Dinner From The Street

Tonight I went out to the street and bought my dinner which I brought back to my room to eat. First, a Papaya Salad with only one little red chili and it’s still hot! 80 cents. The two sticks with small pieces of what we would call pork bacon cooked over coals. 30 cents. Then on to another cart with steamed hot corn which she cut off the ears for me and bagged. 30 cents. Then around the corner to a soup cart where he bagged up delicious hot broth in one bag, my choice of noodles with bits of chicken and leafy green vegetables in another bag, a little bag of chili vinegar and another little bag of chili. 25 cents. For dessert a huge mango for 40 cents. These are Bangkok prices however food prices are going up all over now. On Koh Samui where my son Doug lives, this food would would have been less…except for the soup.  In the countryside even less.

This is enough food for two people. The soup filled up my bowl twice. I will save my papaya salad and mango for breakfast.

Another cost: 11 plastic bags not counting the two little ones with spices.

A Coincidence

Last night I opted for a foot massage at a place where the strong Isan masseuses from NE Thailand are trained at Wat Pho (Temple of the Reclining Buddha).
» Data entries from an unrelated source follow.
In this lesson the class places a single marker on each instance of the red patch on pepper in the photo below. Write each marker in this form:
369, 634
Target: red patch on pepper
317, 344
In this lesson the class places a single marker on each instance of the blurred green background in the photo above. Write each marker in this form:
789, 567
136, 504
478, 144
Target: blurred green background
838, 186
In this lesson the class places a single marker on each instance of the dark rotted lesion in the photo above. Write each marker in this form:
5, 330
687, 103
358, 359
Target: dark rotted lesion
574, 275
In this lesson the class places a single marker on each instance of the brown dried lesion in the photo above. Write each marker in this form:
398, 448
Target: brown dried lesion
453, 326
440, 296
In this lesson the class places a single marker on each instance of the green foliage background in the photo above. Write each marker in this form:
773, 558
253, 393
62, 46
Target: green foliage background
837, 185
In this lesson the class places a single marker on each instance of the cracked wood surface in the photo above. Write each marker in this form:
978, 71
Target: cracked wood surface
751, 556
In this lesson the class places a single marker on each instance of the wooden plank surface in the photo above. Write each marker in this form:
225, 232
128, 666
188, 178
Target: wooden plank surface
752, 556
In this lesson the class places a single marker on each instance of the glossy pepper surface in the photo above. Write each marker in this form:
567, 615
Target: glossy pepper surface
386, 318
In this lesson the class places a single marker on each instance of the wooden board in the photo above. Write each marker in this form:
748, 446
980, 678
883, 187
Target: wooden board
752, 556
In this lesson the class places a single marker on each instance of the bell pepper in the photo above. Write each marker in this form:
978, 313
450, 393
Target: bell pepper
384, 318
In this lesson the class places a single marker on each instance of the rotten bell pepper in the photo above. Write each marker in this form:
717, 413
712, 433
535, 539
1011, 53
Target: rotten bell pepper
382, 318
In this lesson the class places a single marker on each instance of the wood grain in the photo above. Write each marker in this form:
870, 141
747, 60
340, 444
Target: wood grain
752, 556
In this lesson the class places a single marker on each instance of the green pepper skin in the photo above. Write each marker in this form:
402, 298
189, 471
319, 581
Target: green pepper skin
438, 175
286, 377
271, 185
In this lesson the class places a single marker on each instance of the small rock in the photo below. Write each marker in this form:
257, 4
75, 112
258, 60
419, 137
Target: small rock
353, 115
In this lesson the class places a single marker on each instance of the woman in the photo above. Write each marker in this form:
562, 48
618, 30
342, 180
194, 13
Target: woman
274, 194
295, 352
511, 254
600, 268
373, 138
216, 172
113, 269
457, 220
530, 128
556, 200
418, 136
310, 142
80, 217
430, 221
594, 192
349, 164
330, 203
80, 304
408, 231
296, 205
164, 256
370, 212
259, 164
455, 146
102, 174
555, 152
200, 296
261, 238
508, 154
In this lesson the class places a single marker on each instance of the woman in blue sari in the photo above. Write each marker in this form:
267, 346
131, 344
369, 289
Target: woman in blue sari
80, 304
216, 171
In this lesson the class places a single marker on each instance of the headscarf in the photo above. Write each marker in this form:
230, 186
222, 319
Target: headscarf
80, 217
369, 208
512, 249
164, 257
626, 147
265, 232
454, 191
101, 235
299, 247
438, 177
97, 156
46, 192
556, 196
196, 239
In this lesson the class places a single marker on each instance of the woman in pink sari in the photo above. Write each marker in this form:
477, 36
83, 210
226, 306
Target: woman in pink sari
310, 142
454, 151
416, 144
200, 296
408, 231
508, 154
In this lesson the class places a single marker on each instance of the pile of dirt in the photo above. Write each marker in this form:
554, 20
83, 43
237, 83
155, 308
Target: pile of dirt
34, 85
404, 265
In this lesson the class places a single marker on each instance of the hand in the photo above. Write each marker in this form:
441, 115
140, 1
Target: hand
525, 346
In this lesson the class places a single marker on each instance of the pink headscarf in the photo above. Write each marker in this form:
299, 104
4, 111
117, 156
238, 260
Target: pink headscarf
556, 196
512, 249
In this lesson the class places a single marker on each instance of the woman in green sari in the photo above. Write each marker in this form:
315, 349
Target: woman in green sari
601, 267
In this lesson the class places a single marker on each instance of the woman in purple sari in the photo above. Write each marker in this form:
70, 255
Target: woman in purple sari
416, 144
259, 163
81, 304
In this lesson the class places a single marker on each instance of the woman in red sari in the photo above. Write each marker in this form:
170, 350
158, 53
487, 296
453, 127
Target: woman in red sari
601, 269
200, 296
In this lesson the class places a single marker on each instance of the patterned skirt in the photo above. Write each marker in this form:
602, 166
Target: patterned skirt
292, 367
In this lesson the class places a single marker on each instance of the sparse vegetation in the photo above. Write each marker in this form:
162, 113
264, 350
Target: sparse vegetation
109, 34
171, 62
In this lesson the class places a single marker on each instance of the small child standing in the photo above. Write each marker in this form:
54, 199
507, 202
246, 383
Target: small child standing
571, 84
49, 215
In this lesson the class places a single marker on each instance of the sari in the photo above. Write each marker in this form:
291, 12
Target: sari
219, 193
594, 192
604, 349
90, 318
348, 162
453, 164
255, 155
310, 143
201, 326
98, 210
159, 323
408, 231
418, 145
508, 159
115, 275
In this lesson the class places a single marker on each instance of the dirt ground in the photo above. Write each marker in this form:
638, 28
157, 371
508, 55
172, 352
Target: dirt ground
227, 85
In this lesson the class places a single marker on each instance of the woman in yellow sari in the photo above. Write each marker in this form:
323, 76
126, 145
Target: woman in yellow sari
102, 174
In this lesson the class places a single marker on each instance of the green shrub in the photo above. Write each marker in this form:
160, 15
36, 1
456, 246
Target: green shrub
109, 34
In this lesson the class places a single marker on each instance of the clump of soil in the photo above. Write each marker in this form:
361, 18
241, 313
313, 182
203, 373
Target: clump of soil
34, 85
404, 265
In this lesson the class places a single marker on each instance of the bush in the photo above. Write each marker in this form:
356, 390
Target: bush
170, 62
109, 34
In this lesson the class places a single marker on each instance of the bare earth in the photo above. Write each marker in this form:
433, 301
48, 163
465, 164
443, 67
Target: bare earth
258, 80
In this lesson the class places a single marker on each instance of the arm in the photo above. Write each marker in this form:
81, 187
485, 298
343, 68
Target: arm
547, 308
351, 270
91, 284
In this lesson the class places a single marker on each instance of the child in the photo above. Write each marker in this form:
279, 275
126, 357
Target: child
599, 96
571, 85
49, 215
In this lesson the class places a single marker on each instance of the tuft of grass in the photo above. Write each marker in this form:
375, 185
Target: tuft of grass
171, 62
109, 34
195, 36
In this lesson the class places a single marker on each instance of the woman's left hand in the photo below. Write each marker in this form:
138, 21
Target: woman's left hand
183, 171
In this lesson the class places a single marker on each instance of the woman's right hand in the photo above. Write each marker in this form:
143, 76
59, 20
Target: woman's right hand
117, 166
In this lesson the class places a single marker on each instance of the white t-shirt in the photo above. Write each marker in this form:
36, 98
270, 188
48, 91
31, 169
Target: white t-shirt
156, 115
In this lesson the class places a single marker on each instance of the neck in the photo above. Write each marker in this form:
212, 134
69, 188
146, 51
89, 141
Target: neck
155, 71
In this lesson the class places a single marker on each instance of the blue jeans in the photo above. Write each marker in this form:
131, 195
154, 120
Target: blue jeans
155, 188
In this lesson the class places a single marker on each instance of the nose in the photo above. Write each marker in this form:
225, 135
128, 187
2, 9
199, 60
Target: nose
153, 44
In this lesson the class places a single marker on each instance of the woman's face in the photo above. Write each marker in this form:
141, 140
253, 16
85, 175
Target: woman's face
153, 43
Dating from the 16th century, this monastery in Bangkok began as an open university and is still the national headquarters for the teaching and preservation of traditional Thai medicine including Thai massage.

While zoning out in my reclining lounger, an older American couple walked in. Happens that although they are living in Singapore…he still working for Caterpiller Tractors…they are waiting to retire near Klamath Falls Oregon…the city of my birth and where I went to high school!

Sukhumvit Soi 22 Bangkok

You hardly find a mention of Soi 22, where I usually stay in Bangkok, in the travel guides. Interesting. Not anything here for sightseers really. But good if you live here long term.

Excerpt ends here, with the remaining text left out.